Search for dead wood. You will notice bare branches and even entire limbs that may not have survived since your last pruning. Switch over to your pruning saw and carefully saw off the affected limbs. Do not cut too close to the trunk, but instead leave a small stub remaining. This avoids injury to the actual trunk and also prevents the introduction of pests or disease into the tree.
Cut off any branches that are growing downward instead of parallel or perpendicular. A slight downward growth of a horizontal branch may be watched for another growing season. But, if you notice that the downward growth is pronounced, the limb should be removed.
Stand next to the trunk and look up. Sunlight should be visible in between the olive tree limbs and branches. If you notice that there is a thick spot where too many branches are crowding out the daylight, you need to thin out the tree. Failure to remove some of the branches may result in dead wood after the current growing season.
Step back and review your work. You should now have a healthy olive tree devoid of suckers, dead wood and overgrowth.

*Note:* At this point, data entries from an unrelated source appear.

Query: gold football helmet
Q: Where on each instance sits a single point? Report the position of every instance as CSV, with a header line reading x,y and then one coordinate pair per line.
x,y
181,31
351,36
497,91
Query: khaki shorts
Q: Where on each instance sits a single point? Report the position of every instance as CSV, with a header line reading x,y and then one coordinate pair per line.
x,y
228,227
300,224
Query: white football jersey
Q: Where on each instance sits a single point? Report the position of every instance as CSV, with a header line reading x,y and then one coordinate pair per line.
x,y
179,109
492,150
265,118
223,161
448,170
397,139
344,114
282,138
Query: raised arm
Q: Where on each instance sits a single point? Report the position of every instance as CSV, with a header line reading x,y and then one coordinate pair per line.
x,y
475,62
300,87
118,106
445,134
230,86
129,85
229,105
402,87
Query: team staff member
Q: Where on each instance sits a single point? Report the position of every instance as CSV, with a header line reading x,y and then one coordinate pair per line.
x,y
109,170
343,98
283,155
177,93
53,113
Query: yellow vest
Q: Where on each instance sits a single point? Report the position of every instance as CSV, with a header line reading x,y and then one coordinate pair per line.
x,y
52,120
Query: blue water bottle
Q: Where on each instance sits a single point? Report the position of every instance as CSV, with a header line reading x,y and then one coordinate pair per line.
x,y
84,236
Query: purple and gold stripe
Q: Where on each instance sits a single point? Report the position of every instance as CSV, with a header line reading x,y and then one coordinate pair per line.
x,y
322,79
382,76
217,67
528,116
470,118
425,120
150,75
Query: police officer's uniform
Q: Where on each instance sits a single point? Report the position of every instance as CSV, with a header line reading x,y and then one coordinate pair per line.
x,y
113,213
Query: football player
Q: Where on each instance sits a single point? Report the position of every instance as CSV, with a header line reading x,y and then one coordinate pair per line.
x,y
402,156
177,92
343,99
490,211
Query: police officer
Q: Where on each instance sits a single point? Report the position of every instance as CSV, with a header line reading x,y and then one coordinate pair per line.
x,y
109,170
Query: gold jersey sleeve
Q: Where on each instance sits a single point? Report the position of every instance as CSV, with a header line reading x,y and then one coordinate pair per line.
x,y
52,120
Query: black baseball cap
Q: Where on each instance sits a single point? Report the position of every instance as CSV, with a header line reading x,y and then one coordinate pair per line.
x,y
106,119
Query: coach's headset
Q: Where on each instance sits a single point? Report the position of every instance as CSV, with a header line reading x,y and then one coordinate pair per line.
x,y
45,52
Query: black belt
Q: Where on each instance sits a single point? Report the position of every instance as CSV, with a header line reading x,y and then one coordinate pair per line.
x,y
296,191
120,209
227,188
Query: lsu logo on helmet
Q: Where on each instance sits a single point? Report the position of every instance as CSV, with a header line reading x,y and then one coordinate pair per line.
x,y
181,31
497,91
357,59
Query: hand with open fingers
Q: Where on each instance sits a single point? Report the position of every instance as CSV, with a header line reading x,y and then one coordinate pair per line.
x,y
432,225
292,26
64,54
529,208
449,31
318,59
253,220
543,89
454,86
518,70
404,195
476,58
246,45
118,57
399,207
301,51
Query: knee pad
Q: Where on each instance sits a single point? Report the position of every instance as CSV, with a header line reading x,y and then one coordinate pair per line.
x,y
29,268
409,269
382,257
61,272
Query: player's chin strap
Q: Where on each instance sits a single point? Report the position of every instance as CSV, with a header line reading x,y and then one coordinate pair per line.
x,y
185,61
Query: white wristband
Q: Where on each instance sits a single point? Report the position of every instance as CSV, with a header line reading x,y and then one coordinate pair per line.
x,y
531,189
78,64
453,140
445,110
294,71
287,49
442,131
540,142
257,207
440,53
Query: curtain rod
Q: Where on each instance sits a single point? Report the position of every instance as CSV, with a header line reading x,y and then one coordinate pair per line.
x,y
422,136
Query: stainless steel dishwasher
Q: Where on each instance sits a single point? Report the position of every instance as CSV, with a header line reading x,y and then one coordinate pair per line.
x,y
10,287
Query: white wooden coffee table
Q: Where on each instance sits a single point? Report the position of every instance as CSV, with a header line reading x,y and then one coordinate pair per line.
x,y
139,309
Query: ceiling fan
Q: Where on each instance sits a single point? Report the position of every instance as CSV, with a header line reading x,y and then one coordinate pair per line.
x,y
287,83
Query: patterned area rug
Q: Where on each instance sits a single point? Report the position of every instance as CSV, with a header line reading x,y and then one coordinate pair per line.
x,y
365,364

Decide if you want to encourage tree growth that will fill in the tree some more. Accomplish this by pruning a number of perpendicular branches. You do not need to cut them back very far, but the mere act of pruning will stimulate the growth of more branches and therefore fill in any holes.
Paint over the biggest cuts with tree paint to prevent pests or disease to affect the tree limbs.
Remain vigilant and continue to remove the suckers throughout the summer and also fall. It is unlikely that you need to repeat the pruning in the fall, but if you run across any dead or diseased branches after harvesting the olives, go ahead and do a minor second pruning.